Pois… não vai ficar tudo bem porque muitos de nós já não estavam bem, muito longe disso! Alguns dos que proclamam “vai ficar tudo bem” são, em certos casos, os que menos sofreram neste período, e talvez os que mais acumularam queixumes no seu sofá confortável - sem olhar ao lado para ver se o vizinho precisa de ajuda. Não tem de ser dinheiro ou comida, pode ser uma palavra, um olhar. Mostrar que sabemos que ele está ali. 

Se têm a sorte de habitarem num local em que os vossos vizinhos não precisam de ajuda, vejam Televisão. Mas não daquelas reportagens de caca que só temos de engolir sem mastigar. Não… convém digerir algumas notícias de locais do mundo em que as pessoas não podem sequer pensar em vírus porque não têm água, nem comida. E para essas, quando é que vai ficar tudo bem?

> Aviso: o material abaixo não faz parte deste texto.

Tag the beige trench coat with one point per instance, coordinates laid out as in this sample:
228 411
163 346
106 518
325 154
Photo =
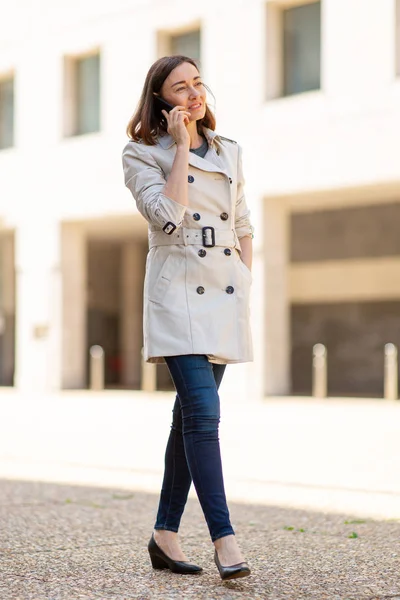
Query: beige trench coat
196 294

As pessoas que vivem precariamente, será que algum dia vão ficar bem? 

Continuo uma sonhadora, tal como dizia o John Lennon, “I am a dreamer, but I am not the only one”. Acredito, do fundo do coração, que podemos todos fazer alguma coisa para mudar este mundo. Talvez não vá ficar tudo bem, de um momento para outro - na realidade, vamos passar por maus bocados. Mas se eu fizer um pouquinho aqui e tu um pouco aí, pode fazer a diferença. 

A começar por sermos mais tolerantes e gratos pelo que já temos - que é tanto. Perder um bocadinho de tempo e olhar o outro, de verdade. Termino com este maravilhoso excerto de um conto de Mia Couto, no contexto de uma tempestade trágica em Moçambique, há 20 anos: 

“Um velho chamado Josias é levado pela inundação de um rio. Quando o vêm salvar, ele recusa entrar no barco. E pergunta: vão me salvar da morte? E depois quem me irá salvar da vida?!”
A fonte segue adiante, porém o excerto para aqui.